- Born: 30 November 1960 Canindé, Ceará, United States of Brazil
- Died: 8 February 2004 (aged 43) Fortaleza, Ceará, Brazil
- Occupations: Lawyer LGBTQ+ activist

= Janaína Dutra =

Janaína Dutra (November 30, 1960 – February 8, 2004) was an LGBTQIA+ activist and a lawyer from Brazil. She is recognized for being the first travesti to carry a professional card from the Brazilian Bar Association.

In 2021 she was honoured with a Google Doodle by Google.

== Biography ==
Janaína Dutra was born in Canindé, Ceará, as part of a family of ten siblings.

From childhood, she enjoyed wearing her sisters' dresses and makeup.
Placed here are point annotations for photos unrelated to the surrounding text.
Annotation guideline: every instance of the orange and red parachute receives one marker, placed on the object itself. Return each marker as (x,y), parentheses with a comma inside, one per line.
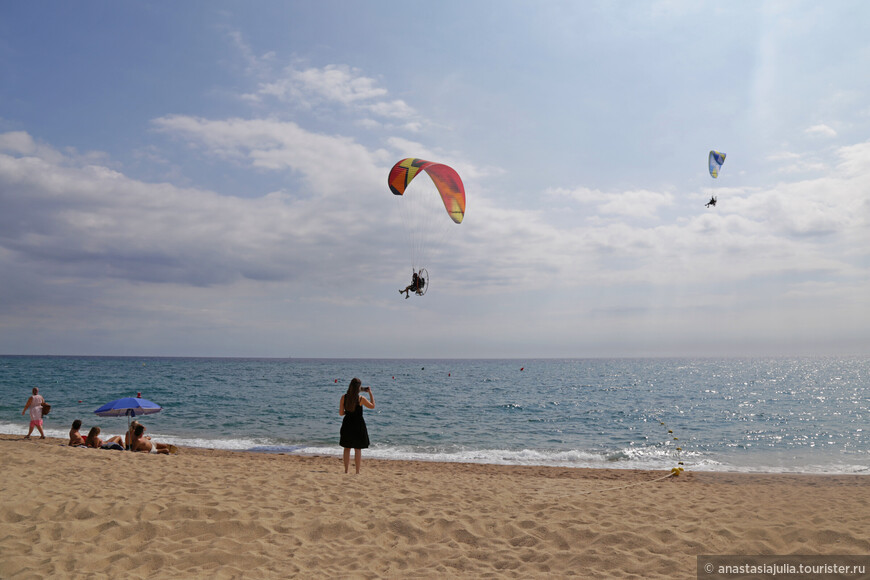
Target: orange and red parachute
(446,180)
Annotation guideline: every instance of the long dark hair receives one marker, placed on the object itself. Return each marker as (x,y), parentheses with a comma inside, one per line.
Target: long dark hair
(351,398)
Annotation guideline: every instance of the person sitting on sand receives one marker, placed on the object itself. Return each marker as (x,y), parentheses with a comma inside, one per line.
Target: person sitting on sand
(145,445)
(75,438)
(93,440)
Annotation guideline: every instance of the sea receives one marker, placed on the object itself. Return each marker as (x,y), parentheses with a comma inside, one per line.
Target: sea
(772,415)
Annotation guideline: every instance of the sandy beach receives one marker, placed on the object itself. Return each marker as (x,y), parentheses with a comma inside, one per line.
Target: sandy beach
(76,513)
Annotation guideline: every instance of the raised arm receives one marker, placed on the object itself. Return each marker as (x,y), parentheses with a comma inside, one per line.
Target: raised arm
(370,402)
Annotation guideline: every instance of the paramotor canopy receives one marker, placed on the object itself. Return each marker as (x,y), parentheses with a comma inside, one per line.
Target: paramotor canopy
(715,161)
(446,180)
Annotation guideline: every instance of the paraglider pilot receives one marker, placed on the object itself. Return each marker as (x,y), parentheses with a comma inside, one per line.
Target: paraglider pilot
(416,286)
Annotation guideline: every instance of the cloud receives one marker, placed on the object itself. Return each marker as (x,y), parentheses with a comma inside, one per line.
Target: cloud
(89,221)
(329,164)
(638,203)
(820,130)
(333,84)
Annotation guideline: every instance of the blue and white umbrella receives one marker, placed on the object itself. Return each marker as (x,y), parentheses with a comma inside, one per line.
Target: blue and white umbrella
(128,407)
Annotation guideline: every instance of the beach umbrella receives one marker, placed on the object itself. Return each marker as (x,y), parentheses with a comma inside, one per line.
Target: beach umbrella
(128,407)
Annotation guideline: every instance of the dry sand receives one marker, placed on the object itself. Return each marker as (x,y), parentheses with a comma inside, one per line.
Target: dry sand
(89,513)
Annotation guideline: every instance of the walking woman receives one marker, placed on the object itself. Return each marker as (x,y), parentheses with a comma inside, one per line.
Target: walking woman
(354,434)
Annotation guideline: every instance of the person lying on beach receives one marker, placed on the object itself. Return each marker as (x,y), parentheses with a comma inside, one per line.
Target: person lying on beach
(93,440)
(144,444)
(75,438)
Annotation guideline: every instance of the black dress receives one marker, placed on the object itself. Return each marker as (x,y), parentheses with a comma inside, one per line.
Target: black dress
(354,434)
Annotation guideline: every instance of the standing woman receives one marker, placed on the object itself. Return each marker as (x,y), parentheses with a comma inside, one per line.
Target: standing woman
(34,404)
(354,434)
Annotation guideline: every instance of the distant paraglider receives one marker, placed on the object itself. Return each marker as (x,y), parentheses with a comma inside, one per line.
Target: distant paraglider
(421,211)
(714,161)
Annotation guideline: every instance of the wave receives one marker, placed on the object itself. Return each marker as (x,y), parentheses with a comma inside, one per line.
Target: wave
(646,458)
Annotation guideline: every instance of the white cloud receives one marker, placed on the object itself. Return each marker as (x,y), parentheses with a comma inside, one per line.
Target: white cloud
(638,203)
(820,130)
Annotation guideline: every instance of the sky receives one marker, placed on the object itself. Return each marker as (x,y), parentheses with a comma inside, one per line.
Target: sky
(208,178)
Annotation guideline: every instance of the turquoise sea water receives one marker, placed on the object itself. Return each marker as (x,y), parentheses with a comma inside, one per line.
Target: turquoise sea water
(773,415)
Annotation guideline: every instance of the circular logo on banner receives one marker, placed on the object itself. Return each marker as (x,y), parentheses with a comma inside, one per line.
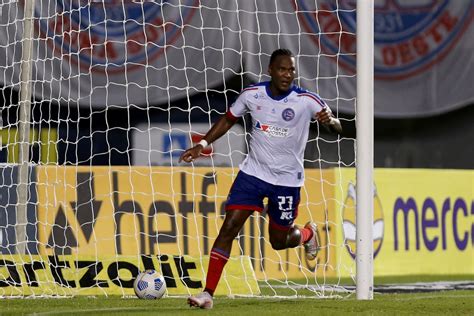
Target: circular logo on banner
(349,222)
(288,114)
(410,36)
(111,33)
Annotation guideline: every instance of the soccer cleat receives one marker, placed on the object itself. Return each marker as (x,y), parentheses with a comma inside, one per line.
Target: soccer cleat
(201,300)
(311,247)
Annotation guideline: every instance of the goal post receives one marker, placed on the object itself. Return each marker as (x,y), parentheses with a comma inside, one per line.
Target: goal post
(121,88)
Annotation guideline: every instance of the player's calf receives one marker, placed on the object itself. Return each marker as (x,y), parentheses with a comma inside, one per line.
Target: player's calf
(311,245)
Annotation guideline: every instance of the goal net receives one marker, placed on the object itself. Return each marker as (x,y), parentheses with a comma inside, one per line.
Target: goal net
(100,98)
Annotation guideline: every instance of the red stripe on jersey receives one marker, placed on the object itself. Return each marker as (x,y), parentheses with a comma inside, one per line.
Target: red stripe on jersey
(319,101)
(243,207)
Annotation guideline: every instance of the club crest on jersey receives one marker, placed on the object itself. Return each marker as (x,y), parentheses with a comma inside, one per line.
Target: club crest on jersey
(288,114)
(112,34)
(410,36)
(271,130)
(349,226)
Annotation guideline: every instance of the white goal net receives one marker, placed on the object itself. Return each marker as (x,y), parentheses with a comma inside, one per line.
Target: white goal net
(90,186)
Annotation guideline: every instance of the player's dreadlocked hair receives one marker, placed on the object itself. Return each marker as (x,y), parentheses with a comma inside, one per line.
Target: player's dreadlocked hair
(280,52)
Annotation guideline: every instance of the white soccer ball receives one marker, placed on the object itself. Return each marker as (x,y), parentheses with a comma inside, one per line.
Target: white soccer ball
(149,285)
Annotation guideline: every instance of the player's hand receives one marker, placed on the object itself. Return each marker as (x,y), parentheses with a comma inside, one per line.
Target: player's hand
(324,116)
(190,154)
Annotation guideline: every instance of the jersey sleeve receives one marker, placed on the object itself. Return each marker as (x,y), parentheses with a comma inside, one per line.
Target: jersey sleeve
(316,103)
(239,108)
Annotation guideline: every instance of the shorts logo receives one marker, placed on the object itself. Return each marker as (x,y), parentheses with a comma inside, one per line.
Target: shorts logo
(288,114)
(410,36)
(271,130)
(111,34)
(349,227)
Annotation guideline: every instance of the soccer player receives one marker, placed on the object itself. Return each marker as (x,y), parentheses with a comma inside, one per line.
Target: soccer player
(281,113)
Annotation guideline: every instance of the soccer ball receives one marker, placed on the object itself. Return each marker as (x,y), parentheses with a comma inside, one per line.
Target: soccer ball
(149,285)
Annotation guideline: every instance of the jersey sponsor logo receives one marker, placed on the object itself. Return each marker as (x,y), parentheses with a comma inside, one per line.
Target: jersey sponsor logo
(113,35)
(410,36)
(272,130)
(288,114)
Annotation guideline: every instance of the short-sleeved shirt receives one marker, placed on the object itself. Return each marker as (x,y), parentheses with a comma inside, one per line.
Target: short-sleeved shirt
(280,127)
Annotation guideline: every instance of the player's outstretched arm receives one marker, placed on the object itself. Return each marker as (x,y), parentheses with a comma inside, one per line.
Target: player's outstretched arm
(327,119)
(217,130)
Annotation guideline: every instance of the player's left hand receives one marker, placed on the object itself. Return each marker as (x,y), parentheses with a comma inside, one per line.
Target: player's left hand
(324,116)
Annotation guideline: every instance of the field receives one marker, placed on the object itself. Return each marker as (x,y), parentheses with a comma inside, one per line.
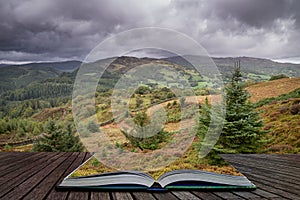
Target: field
(268,89)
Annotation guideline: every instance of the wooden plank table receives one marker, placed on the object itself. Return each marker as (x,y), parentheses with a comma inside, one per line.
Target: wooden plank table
(34,176)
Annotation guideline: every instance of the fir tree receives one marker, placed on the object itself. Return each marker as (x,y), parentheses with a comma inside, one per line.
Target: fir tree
(242,127)
(58,139)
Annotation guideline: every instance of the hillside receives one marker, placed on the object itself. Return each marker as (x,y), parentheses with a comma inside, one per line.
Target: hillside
(268,89)
(33,94)
(256,69)
(282,120)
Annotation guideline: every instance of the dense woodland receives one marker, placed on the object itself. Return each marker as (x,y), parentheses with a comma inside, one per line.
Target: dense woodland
(27,109)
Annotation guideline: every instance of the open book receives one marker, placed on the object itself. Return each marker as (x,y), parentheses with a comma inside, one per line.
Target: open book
(176,179)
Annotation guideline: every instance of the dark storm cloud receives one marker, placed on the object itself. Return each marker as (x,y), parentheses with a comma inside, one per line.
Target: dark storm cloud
(69,29)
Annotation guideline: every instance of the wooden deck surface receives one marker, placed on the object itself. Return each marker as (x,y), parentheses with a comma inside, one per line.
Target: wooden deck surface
(34,176)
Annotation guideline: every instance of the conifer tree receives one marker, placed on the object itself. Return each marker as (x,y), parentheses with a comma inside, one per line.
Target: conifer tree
(58,139)
(242,127)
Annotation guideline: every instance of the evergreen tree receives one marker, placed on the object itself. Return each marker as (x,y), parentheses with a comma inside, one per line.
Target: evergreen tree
(58,139)
(242,127)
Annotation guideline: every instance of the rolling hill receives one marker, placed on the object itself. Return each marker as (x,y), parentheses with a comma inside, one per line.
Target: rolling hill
(269,89)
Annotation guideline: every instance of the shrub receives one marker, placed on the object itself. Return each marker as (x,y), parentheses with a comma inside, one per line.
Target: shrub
(276,77)
(295,109)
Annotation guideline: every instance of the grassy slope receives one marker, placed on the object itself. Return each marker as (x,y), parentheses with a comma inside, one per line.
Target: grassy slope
(283,126)
(274,88)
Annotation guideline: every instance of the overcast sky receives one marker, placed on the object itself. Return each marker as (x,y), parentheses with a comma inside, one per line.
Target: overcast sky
(48,30)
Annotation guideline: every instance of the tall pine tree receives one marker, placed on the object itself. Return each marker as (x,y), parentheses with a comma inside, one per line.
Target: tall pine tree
(242,131)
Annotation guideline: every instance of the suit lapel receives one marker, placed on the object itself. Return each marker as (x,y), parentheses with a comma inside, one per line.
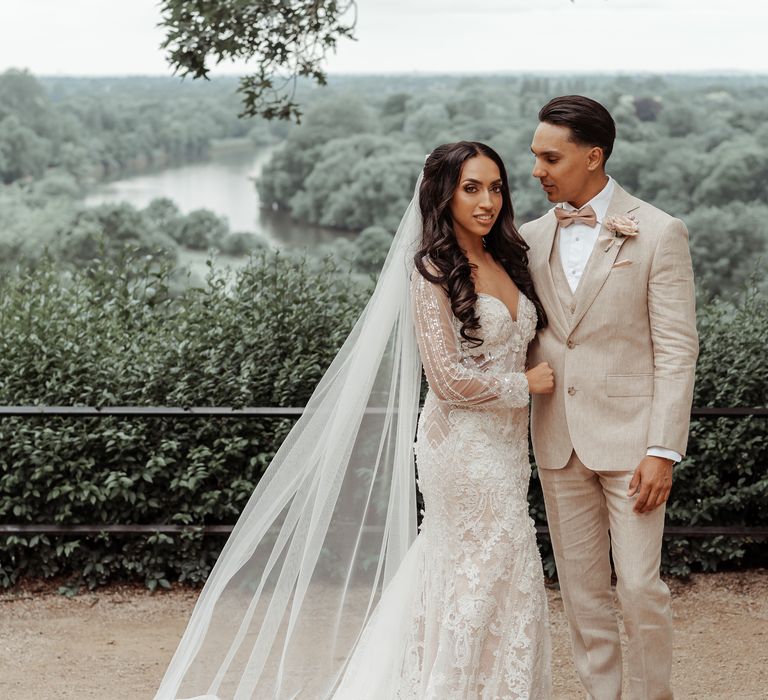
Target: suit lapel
(600,261)
(542,272)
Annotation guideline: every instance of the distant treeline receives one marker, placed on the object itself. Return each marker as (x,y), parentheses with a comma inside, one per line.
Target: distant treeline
(92,128)
(694,146)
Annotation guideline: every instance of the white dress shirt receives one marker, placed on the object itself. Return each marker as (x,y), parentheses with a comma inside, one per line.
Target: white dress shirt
(576,244)
(578,239)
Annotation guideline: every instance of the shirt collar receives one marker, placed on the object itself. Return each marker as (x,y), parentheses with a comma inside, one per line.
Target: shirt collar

At 14, she began receiving prejudiced comments. It was at that time that her family discovered that her gender was not the one assigned at birth. Janaína was supported by her family.

At 17, Janaína moved to Fortaleza to live with her sister, where she worked at Caixa Econômica Federal (a Brazilian bank). She began advocating for LGBTQ rights and started undergoing feminizing hormone therapy. Around the same time, Janaína decided to study Law at the University of Fortaleza (UNIFOR). She graduated in 1986 and became the first travesti to hold a professional license from the Brazilian Bar Association, although her birth name still appears on the document.

Janaína stated in 2000 that:

I got to where I am today because of family support, which is still the foundation of everything. It's what recharges your batteries. A good family relationship gives you the courage to face society.

== Activism ==
Known for carrying a copy of the anti-homophobia law passed by her hometown, Janaína participated in conferences, seminars, and roundtables to defend LGBTQ rights.